The damaged 747, the oldest plane of its type purchased directly by United
from Boeing, sat at the edge of Hickam Air Force Base, adjacent to Honolulu International Airport. The gaping hole in the starboard side of the fuselage was covered with a blue plastic sheet, but the plane was clearly visible to passengers arriving at Honolulu International.
Five people, including three flight attendants, remained hospitalized yesterday. One flight attendant still in the hospital was Philadelphia-area resident Paige Casper, 25, of West Chester. Hospital officials said she was in good condition, recovering from a scalp wound.
The most seriously injured passengers - a 48-year-old woman with neck and abdominal injuries and a 73-year-old man with chest pains - were reported in fair condition.
United officials said the jetliner had been flown 58,815 hours on 15,021 flights - figures that a Boeing spokesman said were average for a plane its age. The jet went into service Nov. 3, 1970.
The plane's age was one factor being studied. Older 747s were the subject of a bulletin from Boeing in 1986, when the manufacturer notified air carriers of possible cracks in the nose area of the aircraft. The FAA later required that the nose section be inspected on any 747 that had flown more than 8,000 flights.
United senior vice president William Speicher said the damaged plane was inspected after the FAA order and had last undergone routine inspection Feb. 15.
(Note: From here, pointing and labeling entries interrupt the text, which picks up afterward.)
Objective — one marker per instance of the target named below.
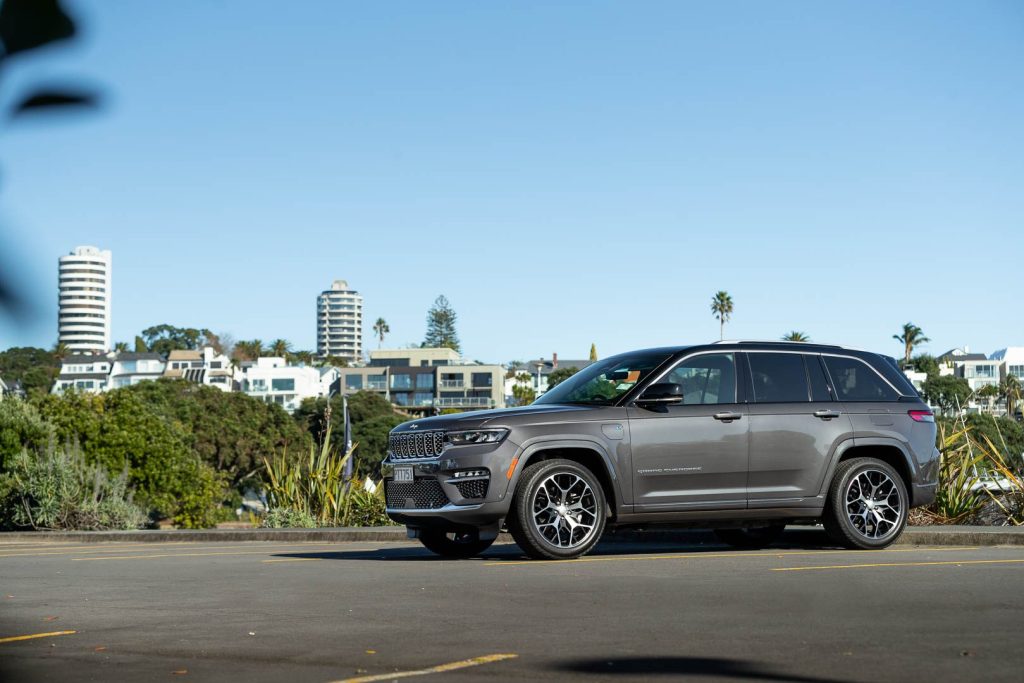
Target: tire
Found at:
(751, 539)
(454, 544)
(541, 517)
(870, 522)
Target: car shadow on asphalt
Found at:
(662, 542)
(681, 666)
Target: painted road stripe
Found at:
(733, 554)
(439, 669)
(898, 564)
(12, 639)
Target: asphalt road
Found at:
(326, 612)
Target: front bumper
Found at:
(433, 499)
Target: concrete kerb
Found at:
(913, 536)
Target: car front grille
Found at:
(410, 445)
(472, 488)
(419, 495)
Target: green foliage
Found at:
(229, 431)
(36, 369)
(22, 427)
(166, 338)
(118, 430)
(946, 391)
(440, 326)
(56, 489)
(558, 376)
(372, 418)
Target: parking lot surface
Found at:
(264, 611)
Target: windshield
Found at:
(605, 382)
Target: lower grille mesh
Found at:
(419, 495)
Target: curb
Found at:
(797, 536)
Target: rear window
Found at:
(778, 378)
(854, 380)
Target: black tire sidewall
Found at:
(521, 526)
(837, 521)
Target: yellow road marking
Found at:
(294, 559)
(439, 669)
(12, 639)
(266, 551)
(735, 554)
(897, 564)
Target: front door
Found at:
(693, 455)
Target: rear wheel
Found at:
(460, 544)
(558, 511)
(867, 505)
(761, 537)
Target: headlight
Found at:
(477, 436)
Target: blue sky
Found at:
(565, 173)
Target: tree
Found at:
(440, 326)
(558, 376)
(522, 391)
(381, 329)
(911, 337)
(946, 391)
(721, 307)
(281, 347)
(35, 368)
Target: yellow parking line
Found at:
(12, 639)
(897, 564)
(293, 559)
(733, 554)
(439, 669)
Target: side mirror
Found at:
(666, 393)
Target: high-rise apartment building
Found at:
(339, 322)
(84, 300)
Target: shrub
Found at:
(56, 489)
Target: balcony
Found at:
(465, 401)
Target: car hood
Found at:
(508, 417)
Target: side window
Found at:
(778, 378)
(819, 385)
(854, 380)
(706, 379)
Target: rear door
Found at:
(796, 426)
(693, 455)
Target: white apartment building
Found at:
(339, 323)
(273, 381)
(84, 300)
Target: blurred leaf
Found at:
(26, 25)
(48, 99)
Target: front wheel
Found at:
(558, 511)
(751, 539)
(867, 505)
(456, 545)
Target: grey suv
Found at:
(742, 437)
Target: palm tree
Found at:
(1010, 389)
(380, 329)
(281, 347)
(721, 306)
(911, 337)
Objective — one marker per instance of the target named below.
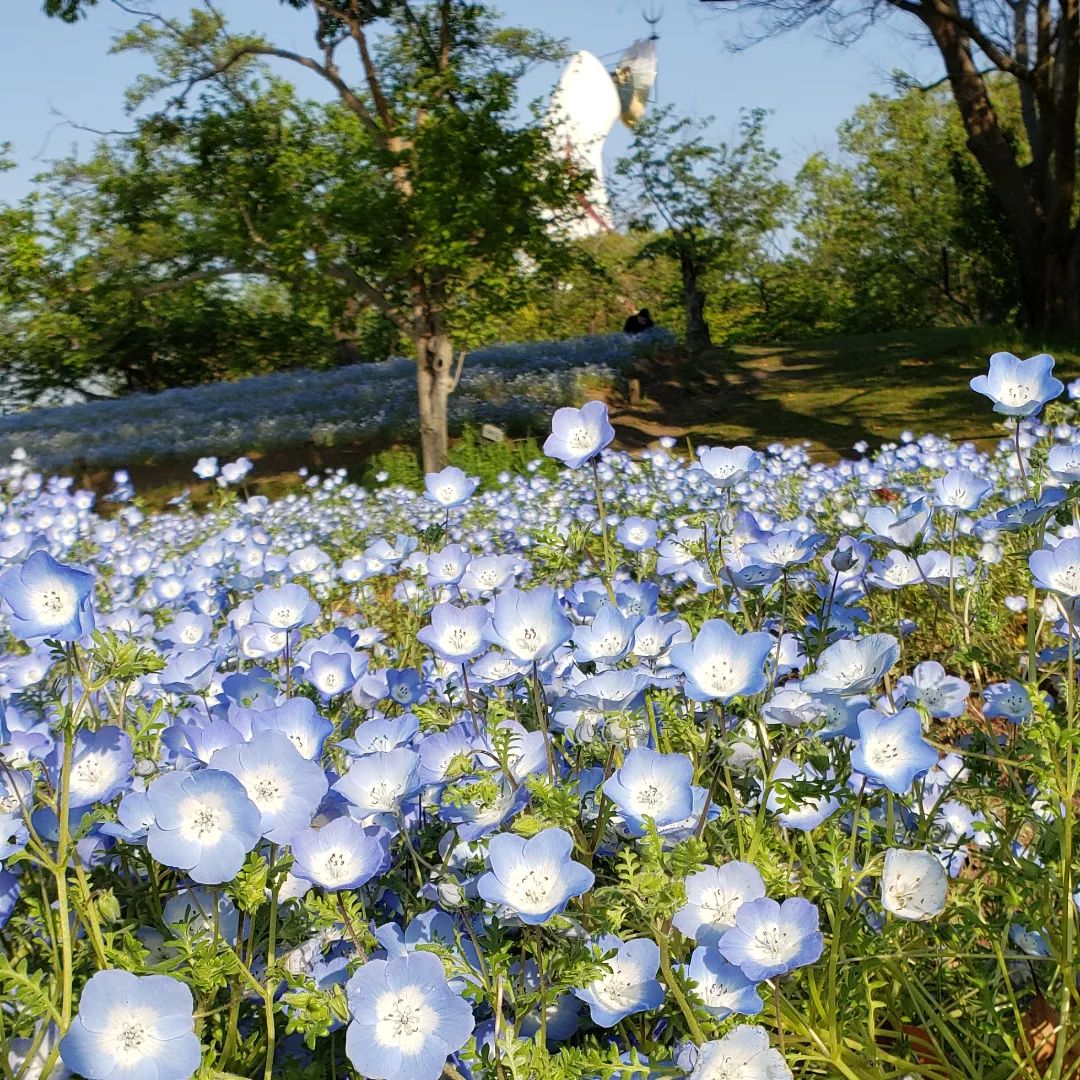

The aircraft had "no history of trouble," he said.
Bobbie Nardis, a spokeswoman for the FAA in Oklahoma City, where safety records are kept, said cracks once were found in the New Zealand-bound United plane near the structure that holds the engine to the wing. She said the plane also once had had an engine fire.
But Nardis said "people who work with these reports all the time" said the plane had nothing on its record that particularly distinguished it from other jumbo jets.
After an incident involving a cargo door on a Pan American 747 in April, the FAA ordered all 747 cargo doors to be reinforced with aluminum plates, and, by Dec. 31 of this year, with steel plates.
The cargo door on the damaged United plane had been reinforced with aluminum plates, but the steel plates had not yet been installed, United officials said.
In the Pan Am incident, the cargo door in the same location as the one involved in Friday's accident opened three inches in flight and resulted in decompression of the cargo hold. No accident occurred and no one was injured, but the incident prompted the FAA directive to all air carriers.
On 747s, after the cargo doors are closed electronically they are manually latched, and a light in the cockpit shows whether they have been properly secured.